Each individual in the network updates her opinion using the weighted average
of the opinions of her neighbors. We explore how an external manipulative agent
can drive the opinions of these individuals to a desired state with a limited
additive influence on their innate opinions. We show that the manipulative
agent can steer the network opinion to any arbitrary value in finite time
(i.e., the system is controllable) almost surely when there is no restriction
on her influence. However, when the control input is sparsity constrained, the
network opinion is controllable with some probability. We lower bound this
probability using the concentration properties of random vectors based on the
Levy concentration function and small ball probabilities. Further, through
numerical simulations, we compare the probability of controllability in Erdos
Renyi graphs with that of power-law graphs to illustrate the key differences
between the two models in terms of controllability.
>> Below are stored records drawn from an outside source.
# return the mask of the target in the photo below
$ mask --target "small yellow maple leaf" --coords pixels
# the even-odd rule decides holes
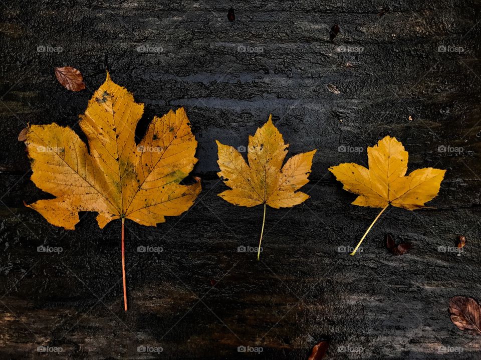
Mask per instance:
[[[272,123],[272,115],[254,136],[249,136],[249,164],[232,146],[216,142],[218,148],[217,162],[220,168],[217,174],[231,189],[220,193],[219,196],[239,206],[264,204],[257,254],[259,260],[266,205],[275,208],[290,208],[309,198],[307,194],[297,190],[309,182],[308,177],[316,150],[295,155],[283,166],[289,145],[284,144],[282,134]]]
[[[329,168],[345,190],[358,194],[352,202],[359,206],[382,208],[351,254],[354,255],[368,232],[390,204],[408,210],[424,208],[439,191],[445,170],[426,168],[407,176],[407,152],[395,138],[387,136],[377,145],[367,148],[369,168],[355,163]]]
[[[56,124],[29,126],[22,137],[32,181],[56,196],[27,206],[68,230],[75,229],[79,212],[98,212],[101,228],[121,218],[123,267],[125,218],[155,226],[187,210],[201,190],[199,180],[179,184],[197,162],[197,142],[184,109],[155,116],[137,144],[135,128],[143,111],[143,104],[107,73],[80,116],[88,149],[72,129]]]

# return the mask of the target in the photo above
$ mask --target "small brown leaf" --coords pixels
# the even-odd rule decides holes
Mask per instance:
[[[323,358],[329,347],[329,340],[322,340],[319,342],[312,348],[311,355],[307,360],[321,360]]]
[[[339,91],[339,89],[335,85],[333,85],[332,84],[327,84],[326,86],[326,88],[329,90],[330,92],[332,92],[335,94],[340,94],[341,92]]]
[[[340,30],[339,26],[337,24],[332,26],[332,27],[329,30],[329,41],[332,41],[334,40],[334,38],[337,36],[337,34],[339,33]]]
[[[388,232],[384,236],[384,242],[387,250],[393,255],[403,255],[407,252],[412,246],[410,242],[403,242],[396,245],[392,234],[390,232]]]
[[[457,296],[449,298],[451,321],[461,331],[481,335],[481,307],[472,298]]]
[[[231,22],[233,22],[235,20],[235,14],[234,12],[234,9],[232,8],[229,9],[229,12],[227,13],[227,18]]]
[[[29,132],[29,127],[27,126],[20,132],[19,134],[19,141],[25,141],[27,140],[27,133]]]
[[[457,237],[457,248],[462,248],[466,244],[466,236],[464,235],[459,235]]]
[[[72,66],[55,68],[55,76],[67,90],[80,91],[85,88],[84,78],[78,70]]]
[[[391,8],[383,8],[380,10],[379,13],[378,13],[377,16],[380,18],[383,16],[384,15],[387,14],[391,11]]]

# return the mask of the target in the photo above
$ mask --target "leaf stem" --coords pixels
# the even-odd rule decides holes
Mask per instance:
[[[261,230],[261,240],[259,240],[259,247],[257,249],[257,260],[259,261],[261,256],[261,243],[262,242],[262,235],[264,233],[264,224],[266,224],[266,203],[264,202],[264,216],[262,219],[262,230]]]
[[[127,282],[125,280],[125,256],[124,253],[125,252],[125,246],[124,244],[124,238],[125,238],[125,234],[124,231],[124,223],[125,222],[125,218],[122,218],[122,279],[124,283],[124,310],[127,311]]]
[[[367,228],[367,230],[366,230],[366,232],[364,232],[364,234],[362,238],[361,238],[361,241],[360,241],[360,242],[358,243],[358,244],[357,244],[357,245],[356,246],[356,248],[354,248],[354,250],[352,252],[351,252],[351,254],[350,254],[349,255],[351,255],[351,256],[352,256],[353,255],[354,255],[354,254],[356,254],[356,252],[357,252],[357,249],[358,249],[358,248],[359,248],[359,246],[361,246],[361,243],[362,242],[362,240],[364,240],[364,238],[366,237],[366,236],[367,235],[367,233],[369,232],[369,230],[371,230],[371,228],[372,228],[372,226],[374,226],[374,224],[376,223],[376,222],[377,221],[377,220],[379,218],[379,216],[381,216],[381,214],[383,212],[384,212],[384,210],[385,210],[386,209],[387,209],[387,207],[388,207],[389,206],[389,203],[388,203],[387,205],[386,205],[386,206],[385,206],[383,208],[382,210],[381,210],[381,212],[379,212],[379,214],[378,214],[378,215],[377,215],[377,216],[376,216],[376,218],[374,219],[374,220],[372,222],[372,224],[371,224],[371,226],[370,226],[369,228]]]

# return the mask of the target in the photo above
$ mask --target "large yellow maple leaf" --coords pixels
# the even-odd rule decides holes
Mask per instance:
[[[179,184],[197,162],[184,109],[155,116],[137,144],[135,128],[143,111],[107,73],[80,116],[88,148],[72,129],[56,124],[29,126],[25,136],[32,180],[56,196],[28,206],[68,230],[79,222],[79,212],[98,212],[101,228],[121,218],[123,263],[125,218],[155,226],[187,210],[201,190],[198,179]]]
[[[289,145],[284,143],[282,134],[272,123],[272,115],[254,136],[249,136],[249,164],[232,146],[216,142],[218,148],[217,164],[220,169],[217,174],[231,188],[219,196],[234,205],[248,207],[264,205],[258,249],[259,260],[266,205],[276,208],[290,208],[309,198],[307,194],[297,190],[309,182],[308,177],[316,150],[295,155],[283,166]]]
[[[408,210],[424,208],[439,191],[445,170],[425,168],[407,176],[408,154],[402,144],[389,136],[367,148],[369,168],[355,163],[344,163],[329,168],[343,188],[358,194],[354,205],[382,208],[351,253],[355,254],[367,232],[390,204]]]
Our theoretical and
numerical results shed light on how the controllability of the network opinion
depends on the parameters such as the size and the connectivity of the network,
and the sparsity constraints faced by the manipulative agent.
中文翻译:
使用稀疏控制输入的 Erdos-Renyi 图中网络意见的可控性
本文考虑建模为 Erdos Renyi 随机图的社交网络。网络中的每个人都使用邻居意见的加权平均值来更新自己的意见。我们探索外部操纵代理如何将这些人的意见驱动到理想状态,而对其先天意见的附加影响有限。我们表明,操纵代理几乎可以肯定地在有限时间内将网络意见引导到任意值(即系统是可控的),而她的影响力不受限制。然而,当控制输入是稀疏约束时,网络意见是可控的,有一定的概率。我们使用基于 Levy 集中函数和小球概率的随机向量的集中属性来降低这个概率。更多,通过数值模拟,我们将鄂尔多斯仁义图的可控概率与幂律图的可控概率进行比较,以说明两种模型在可控性方面的主要区别。我们的理论和数值结果阐明了网络意见的可控性如何取决于网络的大小和连通性等参数,以及操纵代理面临的稀疏约束。
更新日期:2020-03-31
中文翻译:
使用稀疏控制输入的 Erdos-Renyi 图中网络意见的可控性
本文考虑建模为 Erdos Renyi 随机图的社交网络。网络中的每个人都使用邻居意见的加权平均值来更新自己的意见。我们探索外部操纵代理如何将这些人的意见驱动到理想状态,而对其先天意见的附加影响有限。我们表明,操纵代理几乎可以肯定地在有限时间内将网络意见引导到任意值(即系统是可控的),而她的影响力不受限制。然而,当控制输入是稀疏约束时,网络意见是可控的,有一定的概率。我们使用基于 Levy 集中函数和小球概率的随机向量的集中属性来降低这个概率。更多,通过数值模拟,我们将鄂尔多斯仁义图的可控概率与幂律图的可控概率进行比较,以说明两种模型在可控性方面的主要区别。我们的理论和数值结果阐明了网络意见的可控性如何取决于网络的大小和连通性等参数,以及操纵代理面临的稀疏约束。